Microbial communities in hydrothermally active sediments of the Guaymas Basin (Gulf of California, Mexico) were studied by using 16S rRNA sequencing and carbon isotopic analysis of archaeal and bacterial lipids. The Guaymas sediments harbored uncultured euryarchaeota of two distinct phylogenetic lineages within the anaerobic methane oxidation 1 (ANME-1) group, ANME-1a and ANME-1b, and of the ANME-2c lineage within the Methanosarcinales, both previously assigned to the methanotrophic archaea. The archaeal lipids in the Guaymas Basin sediments included archaeol, diagnostic for nonthermophilic euryarchaeota, and sn-2-hydroxyarchaeol, with the latter compound being particularly abundant in cultured members of the Methanosarcinales. The concentrations of these compounds were among the highest observed so far in studies of methane seep environments. The delta-(13)C values of these lipids (delta-(13)C = -89 to -58 per thousand) indicate an origin from anaerobic methanotrophic archaea. This molecular-isotopic signature was found not only in samples that yielded predominantly ANME-2 clones but also in samples that yielded exclusively ANME-1 clones. ANME-1 archaea therefore remain strong candidates for mediation of the anaerobic oxidation of methane. Based on 16S rRNA data, the Guaymas sediments harbor phylogenetically diverse bacterial populations, which show considerable overlap with bacterial populations of geothermal habitats and natural or anthropogenic hydrocarbon-rich sites. Consistent with earlier observations, our combined evidence from bacterial phylogeny and molecular-isotopic data indicates an important role of some novel deeply branching bacteria in anaerobic methanotrophy. Anaerobic methane oxidation likely represents a significant and widely occurring process in the trophic ecology of methane-rich hydrothermal vents. This study stresses a high diversity among communities capable of anaerobic oxidation of methane.     

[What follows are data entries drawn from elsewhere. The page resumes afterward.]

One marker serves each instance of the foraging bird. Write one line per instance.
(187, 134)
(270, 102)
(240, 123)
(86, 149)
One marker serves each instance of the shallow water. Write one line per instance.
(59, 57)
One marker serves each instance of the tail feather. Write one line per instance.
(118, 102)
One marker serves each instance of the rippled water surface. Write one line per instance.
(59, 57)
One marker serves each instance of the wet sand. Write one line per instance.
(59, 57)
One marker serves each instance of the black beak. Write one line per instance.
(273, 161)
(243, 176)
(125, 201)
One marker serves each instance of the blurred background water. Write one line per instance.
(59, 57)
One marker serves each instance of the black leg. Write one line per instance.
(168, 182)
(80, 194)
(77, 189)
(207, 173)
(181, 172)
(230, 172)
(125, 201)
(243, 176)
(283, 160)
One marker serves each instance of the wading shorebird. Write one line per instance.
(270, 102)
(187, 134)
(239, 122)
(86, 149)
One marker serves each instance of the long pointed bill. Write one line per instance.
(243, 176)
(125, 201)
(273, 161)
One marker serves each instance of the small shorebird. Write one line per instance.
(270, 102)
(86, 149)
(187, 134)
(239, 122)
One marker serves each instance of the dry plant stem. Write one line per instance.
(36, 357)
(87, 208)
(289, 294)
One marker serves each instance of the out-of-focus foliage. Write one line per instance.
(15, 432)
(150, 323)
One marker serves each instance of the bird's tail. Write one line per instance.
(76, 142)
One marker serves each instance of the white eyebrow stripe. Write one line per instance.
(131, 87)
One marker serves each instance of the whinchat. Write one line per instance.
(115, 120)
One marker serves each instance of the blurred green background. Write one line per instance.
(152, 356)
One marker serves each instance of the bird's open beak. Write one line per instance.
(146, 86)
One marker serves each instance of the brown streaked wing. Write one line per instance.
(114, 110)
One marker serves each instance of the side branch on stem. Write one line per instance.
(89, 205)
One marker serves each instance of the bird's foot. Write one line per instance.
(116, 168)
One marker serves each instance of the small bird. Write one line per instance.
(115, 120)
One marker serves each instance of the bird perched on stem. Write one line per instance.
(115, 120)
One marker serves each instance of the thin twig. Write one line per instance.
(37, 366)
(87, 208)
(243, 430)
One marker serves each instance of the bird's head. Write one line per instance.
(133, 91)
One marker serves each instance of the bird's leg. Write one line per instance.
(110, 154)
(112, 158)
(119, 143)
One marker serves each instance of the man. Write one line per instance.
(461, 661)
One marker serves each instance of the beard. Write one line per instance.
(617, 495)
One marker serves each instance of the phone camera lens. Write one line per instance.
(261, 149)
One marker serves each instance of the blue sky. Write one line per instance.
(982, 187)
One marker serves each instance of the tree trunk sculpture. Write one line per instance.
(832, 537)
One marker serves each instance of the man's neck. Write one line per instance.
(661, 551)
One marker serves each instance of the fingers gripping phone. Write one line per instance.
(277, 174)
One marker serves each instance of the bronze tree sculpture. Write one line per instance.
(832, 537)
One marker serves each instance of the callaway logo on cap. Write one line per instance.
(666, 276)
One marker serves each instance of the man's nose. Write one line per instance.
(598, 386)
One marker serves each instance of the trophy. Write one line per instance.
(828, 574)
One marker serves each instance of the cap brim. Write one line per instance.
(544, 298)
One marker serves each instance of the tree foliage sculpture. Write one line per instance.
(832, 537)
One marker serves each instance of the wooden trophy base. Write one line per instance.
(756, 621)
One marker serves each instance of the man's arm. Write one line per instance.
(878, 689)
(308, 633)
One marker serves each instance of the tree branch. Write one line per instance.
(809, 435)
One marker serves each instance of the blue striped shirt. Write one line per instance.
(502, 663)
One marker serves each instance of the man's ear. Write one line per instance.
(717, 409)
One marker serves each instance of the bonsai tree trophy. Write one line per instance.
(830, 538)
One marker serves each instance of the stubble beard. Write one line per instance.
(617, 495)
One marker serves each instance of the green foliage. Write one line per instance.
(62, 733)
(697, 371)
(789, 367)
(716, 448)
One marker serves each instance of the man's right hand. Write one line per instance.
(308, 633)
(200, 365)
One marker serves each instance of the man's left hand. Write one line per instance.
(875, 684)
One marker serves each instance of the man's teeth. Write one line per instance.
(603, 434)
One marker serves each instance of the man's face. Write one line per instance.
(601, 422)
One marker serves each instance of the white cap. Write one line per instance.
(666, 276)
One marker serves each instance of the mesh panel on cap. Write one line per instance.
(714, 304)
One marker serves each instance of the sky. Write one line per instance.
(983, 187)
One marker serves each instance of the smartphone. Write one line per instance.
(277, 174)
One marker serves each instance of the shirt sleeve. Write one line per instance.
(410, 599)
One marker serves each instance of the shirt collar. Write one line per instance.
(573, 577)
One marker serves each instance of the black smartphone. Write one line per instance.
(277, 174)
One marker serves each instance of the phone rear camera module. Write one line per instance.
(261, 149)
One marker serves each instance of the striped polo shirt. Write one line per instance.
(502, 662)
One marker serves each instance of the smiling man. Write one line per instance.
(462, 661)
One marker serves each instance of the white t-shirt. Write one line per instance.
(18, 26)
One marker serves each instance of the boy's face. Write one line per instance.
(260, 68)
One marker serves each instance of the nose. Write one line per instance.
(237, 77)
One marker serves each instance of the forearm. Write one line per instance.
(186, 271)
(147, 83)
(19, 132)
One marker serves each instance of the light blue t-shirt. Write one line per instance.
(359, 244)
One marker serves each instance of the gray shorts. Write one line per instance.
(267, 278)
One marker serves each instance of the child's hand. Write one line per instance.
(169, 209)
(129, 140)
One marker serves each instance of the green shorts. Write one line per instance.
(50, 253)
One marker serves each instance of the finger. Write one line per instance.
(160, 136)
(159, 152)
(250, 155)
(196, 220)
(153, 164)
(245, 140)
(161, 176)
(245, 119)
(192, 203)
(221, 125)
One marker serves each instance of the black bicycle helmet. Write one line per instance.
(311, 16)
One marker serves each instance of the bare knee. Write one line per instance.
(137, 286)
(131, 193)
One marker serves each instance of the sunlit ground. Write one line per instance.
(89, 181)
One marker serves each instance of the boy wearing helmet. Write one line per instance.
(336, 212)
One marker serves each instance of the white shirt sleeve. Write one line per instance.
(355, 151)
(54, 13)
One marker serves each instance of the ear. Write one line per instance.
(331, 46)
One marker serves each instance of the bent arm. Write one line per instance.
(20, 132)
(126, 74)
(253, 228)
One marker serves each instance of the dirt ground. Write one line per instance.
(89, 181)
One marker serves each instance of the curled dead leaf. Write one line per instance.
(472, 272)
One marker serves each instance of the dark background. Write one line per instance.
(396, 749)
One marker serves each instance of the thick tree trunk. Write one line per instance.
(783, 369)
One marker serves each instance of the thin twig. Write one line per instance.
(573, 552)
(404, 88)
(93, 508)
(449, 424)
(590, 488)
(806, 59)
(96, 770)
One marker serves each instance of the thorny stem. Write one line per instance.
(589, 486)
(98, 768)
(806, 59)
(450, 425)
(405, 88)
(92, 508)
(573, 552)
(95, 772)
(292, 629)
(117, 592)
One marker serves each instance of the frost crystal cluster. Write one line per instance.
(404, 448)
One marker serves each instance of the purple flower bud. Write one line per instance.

Prokaryotic community composition and biogeochemical processes in deep subseafloor sediments from the Peru Margin

The community compositions of Bacteria and Archaea were investigated in deep, sub-seafloor sediments from the highly productive Peru Margin (ODP Leg 201, sites 1228 and 1229, c. 25 km apart) down to nearly 200 m below the seafloor using taxonomic (16S rRNA) and functional (mcrA and dsrA) gene markers. Bacterial and archaeal groups identified from clone libraries of 16S rRNA gene sequences at site 1229 agreed well with sequences amplified from bands excised from denaturing gradient gel electrophoresis (DGGE) depth profiles, with the exception of the Miscellaneous Crenarchaeotic Group (MCG). This suggested that the prokaryotic community at site 1228, obtained from DGGE profiling alone, was reliable. Sites were dominated by Bacteria in the Gammaproteobacteria, Chloroflexi (green non-sulphur bacteria) and Archaea in the MCG and South African Gold Mine Euryarchaeotic Group, although community composition changed with depth. The candidate division JS1 was present throughout both sites but was not dominant. The populations identified in the Peru Margin sediments consisted mainly of prokaryotes found in other deep subsurface sediments, and were more similar to communities from the Sea of Okhotsk (pelagic clays) than to those from the low organic carbon Nankai Trough sediments. Despite broad similarities in the prokaryotic community at the two sites, there were some differences, as well as differences in activity and geochemistry. Methanogens (mcrA) within the Methanosarcinales and Methanobacteriales were only found at site 1229 (4 depths analysed), whereas sulphate-reducing prokaryotes (dsrA) were only found at site 1228 (one depth), and these terminal-oxidizing prokaryotes may represent an active community component present at low abundance. This study clearly demonstrates that the deep subsurface sediments of the Peru Margin have a large diverse and metabolically active prokaryotic population.